Hibiscus is a tropical flowering plant, native to Asia and the Pacific islands that blooms in every color except blue and black. Because it is a tropical plant it does not tolerate cold, cloudy and rainy weather and cold soil. According to the American Hibiscus Society, the hibiscus should not be grown north of USDA zone 9 unless grown in pots and taken indoors when the weather turns foul.
Take cuttings, 4 to 6 inches long, from the hibiscus plant, using sharp pruning shears.
Use the razor blade to cut through a leaf node (the area on the stem where the leaf joins) at the bottom of each cutting. Make this cut diagonally. Remove all the leaves from the cutting, leaving two or three at the top.
Combine three parts of coarse sand and one part sphagnum peat moss and pour it into the planting pot. Water the soil until it is completely wet and allow it to drain. Poke holes in the soil for the cuttings, using a pencil or your finger. You can plant as many cuttings as you like per pot.
Dip the diagonally cut end of the cuttings into the rooting hormone.

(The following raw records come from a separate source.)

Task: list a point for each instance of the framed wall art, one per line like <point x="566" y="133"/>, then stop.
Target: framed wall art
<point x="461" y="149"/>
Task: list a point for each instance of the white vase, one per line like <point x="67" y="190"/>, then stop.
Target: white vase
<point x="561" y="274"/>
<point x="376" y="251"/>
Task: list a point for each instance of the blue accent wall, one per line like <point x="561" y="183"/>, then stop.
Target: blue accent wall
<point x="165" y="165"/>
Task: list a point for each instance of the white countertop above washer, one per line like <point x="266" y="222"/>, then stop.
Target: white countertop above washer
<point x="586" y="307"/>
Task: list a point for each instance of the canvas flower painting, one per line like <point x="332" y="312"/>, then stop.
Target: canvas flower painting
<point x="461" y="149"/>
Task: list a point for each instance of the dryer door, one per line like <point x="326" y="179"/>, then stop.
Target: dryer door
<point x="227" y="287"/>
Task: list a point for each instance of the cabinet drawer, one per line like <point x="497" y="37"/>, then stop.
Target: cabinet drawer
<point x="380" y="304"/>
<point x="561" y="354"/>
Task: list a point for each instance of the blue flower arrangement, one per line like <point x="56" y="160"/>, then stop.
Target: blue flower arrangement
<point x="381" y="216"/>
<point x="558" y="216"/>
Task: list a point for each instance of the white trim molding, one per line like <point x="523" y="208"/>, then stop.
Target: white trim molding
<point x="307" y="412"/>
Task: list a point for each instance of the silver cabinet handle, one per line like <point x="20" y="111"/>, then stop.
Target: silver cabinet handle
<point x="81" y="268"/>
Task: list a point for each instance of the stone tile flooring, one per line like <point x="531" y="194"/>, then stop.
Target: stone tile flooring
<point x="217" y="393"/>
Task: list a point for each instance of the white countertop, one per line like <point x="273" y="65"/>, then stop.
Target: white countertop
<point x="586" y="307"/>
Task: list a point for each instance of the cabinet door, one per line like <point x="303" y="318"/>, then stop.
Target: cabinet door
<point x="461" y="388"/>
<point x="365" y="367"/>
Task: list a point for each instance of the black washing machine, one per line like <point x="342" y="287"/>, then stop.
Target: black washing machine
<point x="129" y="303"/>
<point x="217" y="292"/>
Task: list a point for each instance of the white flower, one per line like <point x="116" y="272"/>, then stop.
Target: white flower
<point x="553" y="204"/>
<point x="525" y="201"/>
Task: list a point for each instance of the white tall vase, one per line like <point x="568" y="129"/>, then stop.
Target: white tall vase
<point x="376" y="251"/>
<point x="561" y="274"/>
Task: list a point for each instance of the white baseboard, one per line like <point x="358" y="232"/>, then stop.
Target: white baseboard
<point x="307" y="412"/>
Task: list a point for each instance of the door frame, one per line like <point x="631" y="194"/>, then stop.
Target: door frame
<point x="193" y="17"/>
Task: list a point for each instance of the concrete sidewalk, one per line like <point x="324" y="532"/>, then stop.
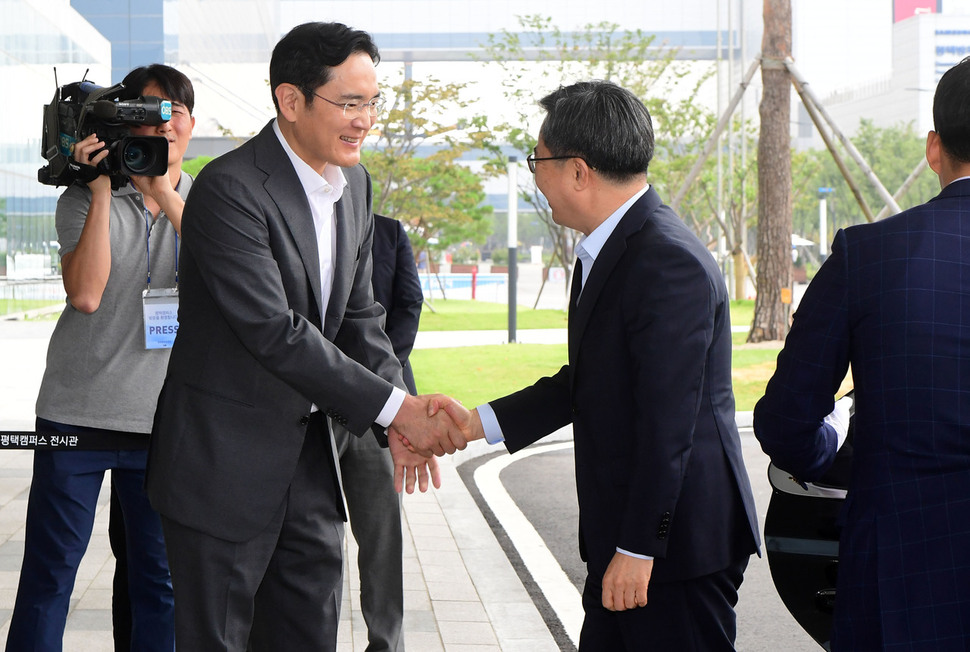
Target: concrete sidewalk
<point x="462" y="594"/>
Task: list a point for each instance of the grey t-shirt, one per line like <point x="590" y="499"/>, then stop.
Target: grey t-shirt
<point x="99" y="373"/>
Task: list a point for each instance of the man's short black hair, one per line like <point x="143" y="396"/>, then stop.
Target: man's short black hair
<point x="176" y="85"/>
<point x="951" y="111"/>
<point x="602" y="123"/>
<point x="306" y="54"/>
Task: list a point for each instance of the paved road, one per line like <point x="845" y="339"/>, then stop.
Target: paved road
<point x="541" y="487"/>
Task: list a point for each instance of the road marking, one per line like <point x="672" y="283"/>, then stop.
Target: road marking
<point x="561" y="594"/>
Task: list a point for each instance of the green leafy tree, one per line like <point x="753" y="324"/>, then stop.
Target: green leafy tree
<point x="194" y="165"/>
<point x="892" y="152"/>
<point x="415" y="164"/>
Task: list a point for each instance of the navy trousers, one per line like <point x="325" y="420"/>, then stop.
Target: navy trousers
<point x="695" y="615"/>
<point x="60" y="517"/>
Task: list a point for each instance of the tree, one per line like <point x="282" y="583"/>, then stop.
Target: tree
<point x="416" y="169"/>
<point x="774" y="179"/>
<point x="892" y="152"/>
<point x="600" y="51"/>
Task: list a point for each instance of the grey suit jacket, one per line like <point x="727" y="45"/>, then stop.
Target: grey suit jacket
<point x="253" y="352"/>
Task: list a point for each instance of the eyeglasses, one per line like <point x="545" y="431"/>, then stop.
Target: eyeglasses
<point x="354" y="109"/>
<point x="532" y="158"/>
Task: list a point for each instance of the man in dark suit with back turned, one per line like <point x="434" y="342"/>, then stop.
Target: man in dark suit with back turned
<point x="275" y="290"/>
<point x="892" y="301"/>
<point x="667" y="519"/>
<point x="368" y="474"/>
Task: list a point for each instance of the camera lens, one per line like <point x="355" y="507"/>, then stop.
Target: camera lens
<point x="139" y="155"/>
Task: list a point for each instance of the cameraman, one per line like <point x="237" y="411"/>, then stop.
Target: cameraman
<point x="101" y="376"/>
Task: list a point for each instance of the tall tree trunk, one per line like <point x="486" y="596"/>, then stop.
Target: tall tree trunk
<point x="774" y="278"/>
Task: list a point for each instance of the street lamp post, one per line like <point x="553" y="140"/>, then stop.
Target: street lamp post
<point x="513" y="241"/>
<point x="823" y="222"/>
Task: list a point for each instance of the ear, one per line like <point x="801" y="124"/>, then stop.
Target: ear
<point x="290" y="99"/>
<point x="582" y="173"/>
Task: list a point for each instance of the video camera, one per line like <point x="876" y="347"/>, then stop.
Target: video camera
<point x="83" y="108"/>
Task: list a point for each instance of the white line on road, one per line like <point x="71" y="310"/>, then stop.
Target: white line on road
<point x="561" y="594"/>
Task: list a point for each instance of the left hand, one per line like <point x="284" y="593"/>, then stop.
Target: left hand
<point x="625" y="582"/>
<point x="411" y="466"/>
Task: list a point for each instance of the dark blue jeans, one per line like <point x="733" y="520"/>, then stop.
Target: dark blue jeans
<point x="60" y="517"/>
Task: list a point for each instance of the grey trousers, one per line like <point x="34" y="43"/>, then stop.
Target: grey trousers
<point x="375" y="520"/>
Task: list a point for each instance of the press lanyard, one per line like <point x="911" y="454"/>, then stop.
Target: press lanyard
<point x="160" y="306"/>
<point x="149" y="221"/>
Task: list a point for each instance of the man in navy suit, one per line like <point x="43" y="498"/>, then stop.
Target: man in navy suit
<point x="667" y="519"/>
<point x="893" y="301"/>
<point x="366" y="468"/>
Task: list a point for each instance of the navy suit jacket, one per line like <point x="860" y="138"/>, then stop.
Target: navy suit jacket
<point x="253" y="351"/>
<point x="398" y="289"/>
<point x="892" y="301"/>
<point x="648" y="390"/>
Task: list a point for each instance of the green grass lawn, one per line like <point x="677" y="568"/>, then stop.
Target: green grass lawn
<point x="477" y="374"/>
<point x="12" y="306"/>
<point x="452" y="315"/>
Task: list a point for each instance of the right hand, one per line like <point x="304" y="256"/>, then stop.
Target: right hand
<point x="86" y="152"/>
<point x="425" y="430"/>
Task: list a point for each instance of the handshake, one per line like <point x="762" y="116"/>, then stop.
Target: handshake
<point x="435" y="424"/>
<point x="426" y="426"/>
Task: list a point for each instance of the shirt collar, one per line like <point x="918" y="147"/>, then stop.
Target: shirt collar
<point x="332" y="179"/>
<point x="593" y="243"/>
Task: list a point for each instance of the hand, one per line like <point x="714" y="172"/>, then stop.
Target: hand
<point x="426" y="430"/>
<point x="410" y="466"/>
<point x="468" y="422"/>
<point x="625" y="582"/>
<point x="839" y="419"/>
<point x="92" y="151"/>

Insert the cuttings into the holes in the soil and pack the soil around the base of the cutting.
Place the cuttings in a partially sunny area that remains 70 to 85 degrees F. Growers at Hibiscus World suggest placing the cuttings in the shade of a shrub where they will get filtered morning sun.

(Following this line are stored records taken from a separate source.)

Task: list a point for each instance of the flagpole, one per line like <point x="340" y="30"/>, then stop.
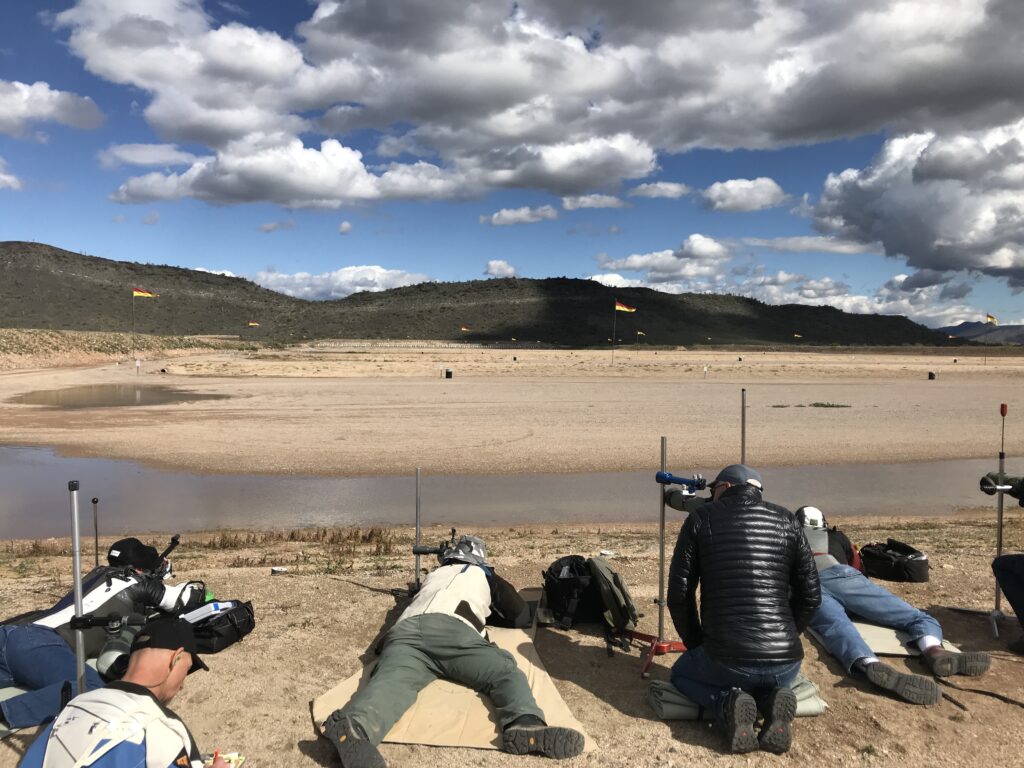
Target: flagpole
<point x="614" y="321"/>
<point x="133" y="323"/>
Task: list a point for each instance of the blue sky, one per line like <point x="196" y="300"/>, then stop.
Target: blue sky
<point x="867" y="156"/>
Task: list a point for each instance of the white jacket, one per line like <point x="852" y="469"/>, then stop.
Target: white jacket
<point x="122" y="724"/>
<point x="448" y="587"/>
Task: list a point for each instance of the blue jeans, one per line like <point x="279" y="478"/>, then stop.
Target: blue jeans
<point x="706" y="681"/>
<point x="38" y="658"/>
<point x="846" y="592"/>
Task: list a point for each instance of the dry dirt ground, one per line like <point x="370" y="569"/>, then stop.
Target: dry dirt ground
<point x="355" y="411"/>
<point x="315" y="625"/>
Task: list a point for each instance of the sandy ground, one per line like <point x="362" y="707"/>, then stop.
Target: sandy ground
<point x="315" y="625"/>
<point x="355" y="411"/>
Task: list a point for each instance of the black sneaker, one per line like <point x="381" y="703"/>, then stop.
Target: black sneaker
<point x="530" y="735"/>
<point x="776" y="733"/>
<point x="944" y="663"/>
<point x="739" y="711"/>
<point x="913" y="688"/>
<point x="353" y="748"/>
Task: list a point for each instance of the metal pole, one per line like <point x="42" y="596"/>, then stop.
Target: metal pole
<point x="95" y="528"/>
<point x="660" y="540"/>
<point x="998" y="500"/>
<point x="614" y="322"/>
<point x="417" y="527"/>
<point x="76" y="558"/>
<point x="742" y="426"/>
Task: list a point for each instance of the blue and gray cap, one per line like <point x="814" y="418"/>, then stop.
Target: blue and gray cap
<point x="468" y="549"/>
<point x="739" y="474"/>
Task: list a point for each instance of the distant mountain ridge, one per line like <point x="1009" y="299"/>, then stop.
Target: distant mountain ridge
<point x="986" y="333"/>
<point x="50" y="288"/>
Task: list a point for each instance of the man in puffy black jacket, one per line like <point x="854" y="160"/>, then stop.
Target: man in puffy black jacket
<point x="759" y="589"/>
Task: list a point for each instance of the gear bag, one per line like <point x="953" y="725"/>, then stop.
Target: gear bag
<point x="588" y="591"/>
<point x="894" y="561"/>
<point x="220" y="623"/>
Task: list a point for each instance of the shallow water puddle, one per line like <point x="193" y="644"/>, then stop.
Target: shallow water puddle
<point x="111" y="395"/>
<point x="136" y="498"/>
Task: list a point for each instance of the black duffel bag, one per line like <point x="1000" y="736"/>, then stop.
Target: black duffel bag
<point x="894" y="561"/>
<point x="223" y="629"/>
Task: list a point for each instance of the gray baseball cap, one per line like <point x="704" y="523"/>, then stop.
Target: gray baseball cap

Mist the cuttings several times a day and make sure that the soil remains moist. Your cuttings should root within six to eight weeks.
Remove the cuttings from the pot and gently separate them. Using the same ratio of sand to peat moss, fill individual pots halfway with the medium, moisten it and place the roots of the cutting into the soil. Fill the pot the rest of the way, to within 1/2 inch of the rim of the pot. Tamp down gently on the soil.
Allow the cuttings to remain in the pots indefinitely or plant them in the garden in spring, when temperatures remain higher than 70 degrees F.